Mobilehome Park Owners Forbidden from Renting Their Own Mobiles?

Das Williams, a member of the California State Assembly, asked Attorney General Kamala D. Harris for an opinion on the following question: “If the management of a mobilehome park has enacted rules and regulations generally prohibiting mobilehome owners from renting their mobilehomes, is park management bound by these same rules and regulations?”  Opinion No. 11-703, available here.

The attorney general’s answer, somewhat surprisingly, is YES.

Why does this matter?  Because mobilehome park owners often have difficulty filling their parks with mobilehome owners.  On occasion, they have resorted to buying mobiles themselves and placing them in vacant park spaces, and then selling or renting them to potential residents.

In recent years, selling mobiles to residents has gotten much more complicated, as the state legislature is deliberating whether to adopt laws prohibiting park owners from financing the sale of park-owned mobiles to residents unless the mobile home park owner/manager is a licensed mortgage loan originator.   (See SB 376 from the 2011-12 legislative session.  It is still showing as “active,” although no hearings are scheduled as of the time of this writing.  The current status of the bill can be seen here.)  Federal laws may already require this, so the state of the law is a bit unclear.

Many mobilehome park owners have gone the easier route of purchasing mobiles to fill the vacant spaces and renting out those spaces to residents.  But now, based on the Attorney General’s opinion, park owners are prohibited from doing that if they have a park rule that prohibits tenants from renting their homes to third parties.

Many mobilehome parks have rules in place that prohibit mobilehome owners within the park from renting out or subletting their mobiles to others.  The policy behind the rule is that it is generally very difficult for mobilehome park management to enforce the park rules against those subtenants/sublessees, because there is no privity of contract between the park management and the resident.
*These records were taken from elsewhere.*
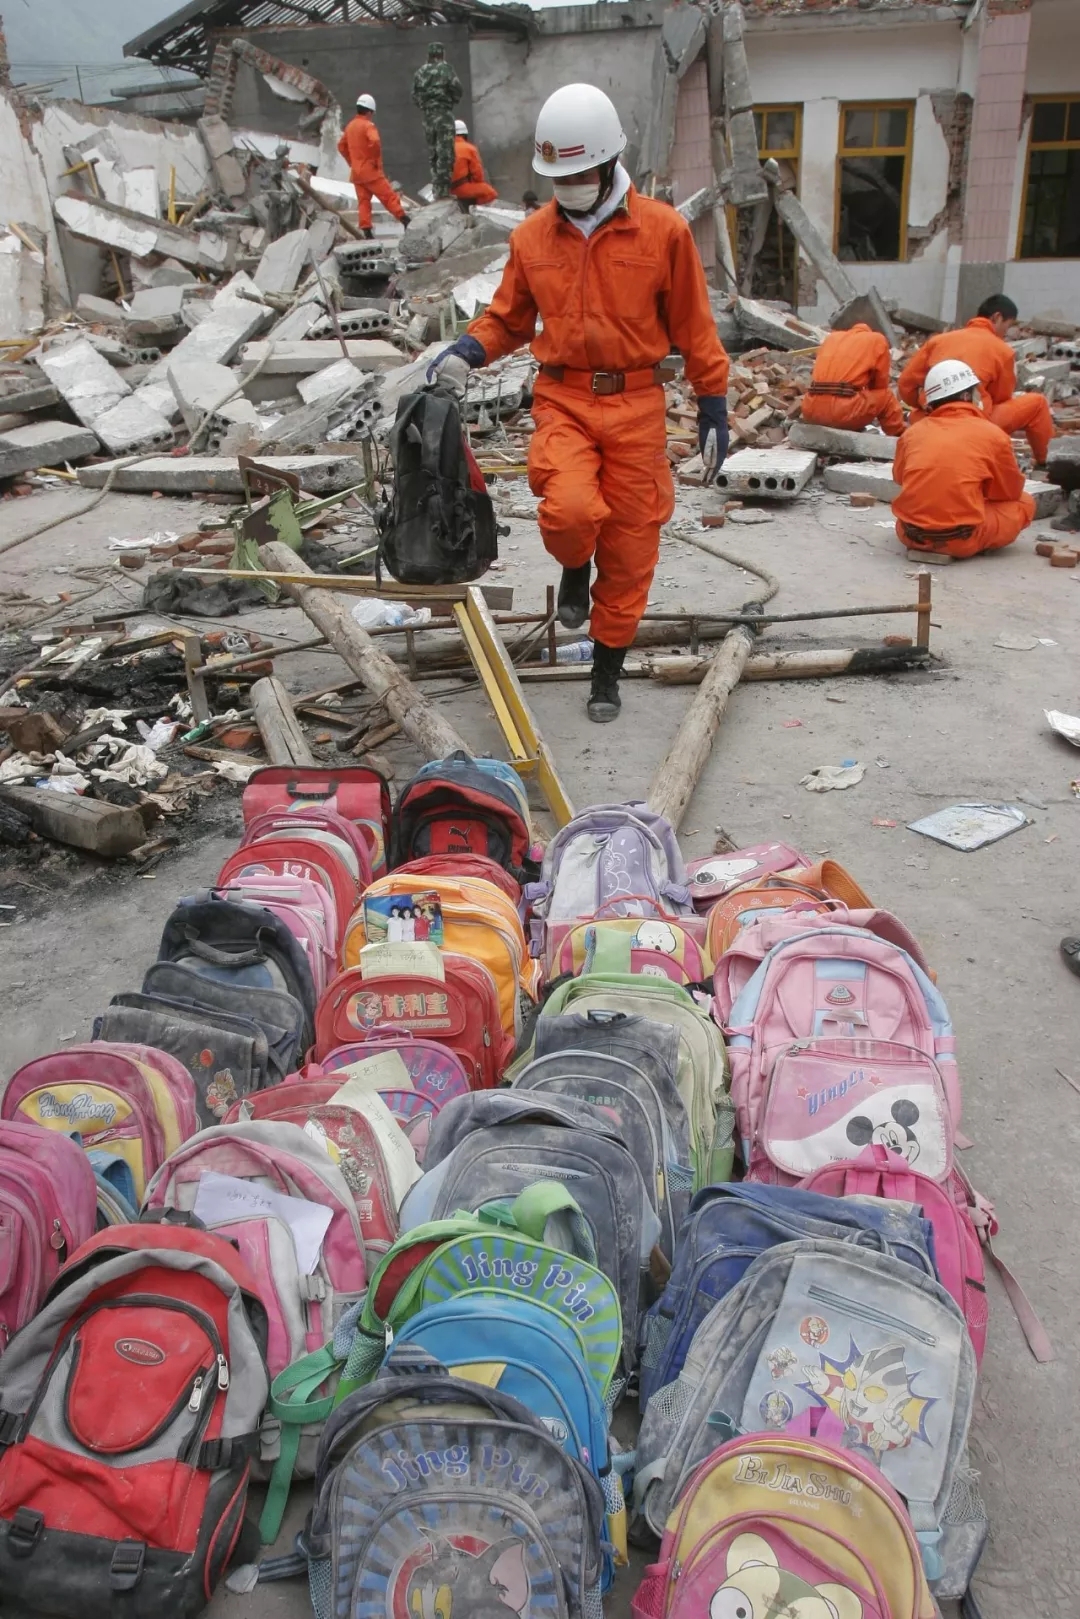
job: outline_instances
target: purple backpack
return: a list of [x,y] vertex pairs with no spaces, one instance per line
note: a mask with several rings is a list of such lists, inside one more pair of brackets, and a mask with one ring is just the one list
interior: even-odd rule
[[620,916],[693,917],[671,823],[645,804],[594,804],[552,838],[525,901],[549,929]]
[[70,1136],[0,1120],[0,1354],[94,1235],[97,1181]]

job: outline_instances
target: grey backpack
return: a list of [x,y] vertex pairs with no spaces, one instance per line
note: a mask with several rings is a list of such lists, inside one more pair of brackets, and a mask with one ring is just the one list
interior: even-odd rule
[[705,1317],[682,1372],[649,1401],[634,1508],[655,1534],[697,1464],[738,1434],[831,1411],[845,1449],[907,1503],[939,1598],[967,1590],[986,1538],[967,1462],[975,1352],[932,1277],[828,1238],[768,1249]]
[[403,1344],[323,1432],[317,1619],[599,1615],[604,1511],[597,1480],[524,1405]]

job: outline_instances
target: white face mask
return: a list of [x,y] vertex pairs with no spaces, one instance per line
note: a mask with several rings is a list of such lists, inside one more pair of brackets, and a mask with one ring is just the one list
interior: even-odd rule
[[591,212],[600,200],[599,180],[590,180],[585,185],[574,185],[569,180],[555,181],[555,201],[560,208],[566,208],[572,214],[587,214]]

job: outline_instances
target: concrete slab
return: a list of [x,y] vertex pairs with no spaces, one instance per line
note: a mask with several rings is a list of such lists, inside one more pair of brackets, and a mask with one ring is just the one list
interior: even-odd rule
[[1080,433],[1065,433],[1051,439],[1046,475],[1060,489],[1080,489]]
[[35,467],[63,466],[96,455],[101,445],[87,427],[70,422],[31,422],[0,433],[0,478],[14,478]]
[[[275,471],[295,472],[312,495],[338,495],[360,481],[354,455],[270,455],[261,459]],[[102,461],[96,467],[81,467],[79,482],[87,489],[101,489],[115,464]],[[118,472],[113,488],[138,494],[158,490],[170,495],[240,495],[244,481],[234,456],[154,456]]]
[[305,405],[313,405],[317,399],[343,399],[346,394],[355,393],[370,377],[370,372],[361,371],[359,366],[343,357],[322,371],[301,377],[296,391]]
[[131,314],[136,320],[179,320],[184,307],[185,288],[169,282],[162,287],[142,287],[131,300]]
[[276,242],[271,242],[255,271],[259,291],[291,297],[307,263],[310,245],[311,233],[307,230],[289,231],[287,236],[279,236]]
[[884,433],[852,433],[846,427],[815,427],[812,422],[792,422],[788,443],[797,450],[854,461],[891,461],[896,454],[896,440]]
[[151,253],[164,253],[184,264],[218,272],[235,262],[236,244],[217,231],[186,230],[164,220],[149,219],[120,208],[101,197],[82,197],[69,192],[57,197],[53,211],[73,236],[98,247],[113,247],[145,259]]
[[38,364],[84,427],[93,427],[99,416],[131,392],[85,337],[64,348],[47,349],[39,355]]
[[735,318],[744,332],[758,337],[776,349],[805,349],[824,343],[828,332],[821,326],[811,326],[797,315],[772,309],[756,298],[738,298]]
[[[381,337],[393,329],[394,321],[388,309],[343,309],[337,317],[342,337]],[[329,315],[311,328],[313,338],[336,337],[334,323]]]
[[[200,327],[201,331],[203,328]],[[193,334],[195,335],[195,334]],[[183,344],[180,345],[183,348]],[[361,371],[391,371],[401,364],[402,354],[393,343],[381,338],[353,338],[346,341],[349,359]],[[240,356],[240,370],[246,376],[254,371],[269,353],[269,343],[249,343]],[[341,344],[328,339],[309,340],[306,343],[278,343],[267,364],[264,376],[310,376],[322,371],[335,360],[343,359]]]
[[111,298],[95,298],[92,292],[80,292],[75,301],[75,313],[84,320],[110,321],[114,326],[121,325],[125,319],[119,304],[113,303]]
[[737,450],[716,475],[716,488],[760,500],[797,500],[814,476],[813,450]]
[[1024,493],[1035,502],[1035,517],[1053,517],[1062,502],[1061,490],[1056,483],[1043,483],[1038,478],[1024,479]]
[[172,424],[162,411],[151,410],[135,394],[120,399],[103,411],[94,423],[94,432],[114,455],[133,450],[164,449],[176,442]]
[[59,402],[60,390],[36,366],[22,374],[0,375],[0,410],[4,412],[50,410]]
[[884,461],[840,461],[825,468],[824,483],[838,495],[874,495],[886,503],[900,493],[892,468]]
[[[252,297],[241,297],[241,291],[249,292]],[[140,398],[148,404],[157,403],[157,407],[161,408],[159,385],[168,386],[171,365],[196,361],[228,365],[248,339],[262,331],[274,318],[273,310],[259,300],[259,291],[250,276],[242,272],[233,276],[229,285],[213,299],[206,318],[154,367],[146,384],[139,389]],[[148,387],[155,387],[158,390],[156,395],[151,396],[147,392]],[[175,411],[175,404],[173,408]]]
[[[258,412],[250,399],[236,393],[239,382],[228,366],[209,360],[175,360],[169,366],[169,386],[180,406],[184,425],[194,431],[200,418],[213,411],[228,422],[257,422]],[[230,395],[235,395],[230,398]],[[227,403],[222,403],[225,400]]]

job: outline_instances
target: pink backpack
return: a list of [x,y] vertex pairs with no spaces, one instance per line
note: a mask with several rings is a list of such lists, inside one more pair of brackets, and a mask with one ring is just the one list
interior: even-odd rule
[[236,872],[228,887],[218,892],[226,899],[235,893],[249,905],[264,905],[281,918],[303,946],[318,998],[337,971],[341,929],[331,890],[310,877],[248,870]]
[[923,972],[930,975],[919,941],[891,911],[850,910],[837,901],[827,918],[823,918],[816,905],[792,905],[786,910],[762,913],[758,920],[748,922],[716,963],[713,1005],[717,1022],[727,1022],[731,1008],[774,945],[794,938],[797,933],[834,926],[865,928],[868,933],[876,933],[880,939],[906,950]]
[[[200,1196],[207,1173],[250,1181],[252,1191],[303,1198],[330,1209],[330,1224],[314,1269],[298,1257],[296,1238],[281,1212],[245,1207],[208,1218]],[[185,1143],[151,1182],[147,1209],[195,1210],[203,1224],[234,1242],[259,1278],[270,1315],[267,1361],[271,1376],[333,1335],[344,1310],[367,1283],[364,1236],[352,1192],[326,1147],[296,1124],[251,1120],[219,1124]]]
[[69,1136],[0,1121],[0,1354],[94,1235],[97,1182]]
[[732,849],[726,854],[707,854],[688,860],[690,898],[694,909],[707,915],[710,908],[733,888],[756,883],[778,871],[799,870],[811,864],[809,855],[793,849],[790,843],[755,843],[748,849]]
[[959,1128],[956,1042],[945,1002],[906,950],[865,928],[819,923],[780,939],[736,997],[727,1035],[745,1164],[773,1064],[807,1040],[883,1040],[933,1059],[954,1135]]

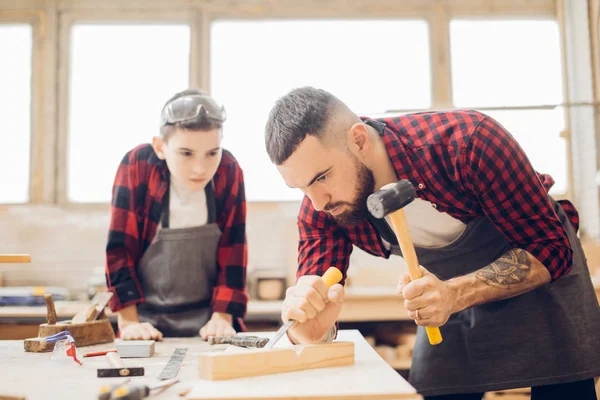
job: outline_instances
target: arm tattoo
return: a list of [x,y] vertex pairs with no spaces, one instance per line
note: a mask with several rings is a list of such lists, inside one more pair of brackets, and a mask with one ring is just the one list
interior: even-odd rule
[[510,289],[525,282],[531,274],[529,256],[525,250],[513,249],[473,275],[488,286]]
However, Civil Code Section 798.23(a) states that the owners of the park and all employees of the park are subject to all of the same rules and regulations.  If the rules state that a mobile home owner cannot lease his or her mobilehome to a third party, then the rules also require that the mobilehome park owners are bound by the same restriction, even though the policy behind the no-subletting rule doesn’t apply when the mobilehome park owner is renting out a park-owned mobilehome.

So far, we have been unable to find any litigation that supports the attorney general’s new opinion, and that opinion is not binding law.  However, mobilehome park owners may want to play it safe by amending their park rules (giving the appropriate notice to the tenants, of course) to allow subleases only if the sublessee signs a contract with park management agreeing to abide by the community rules.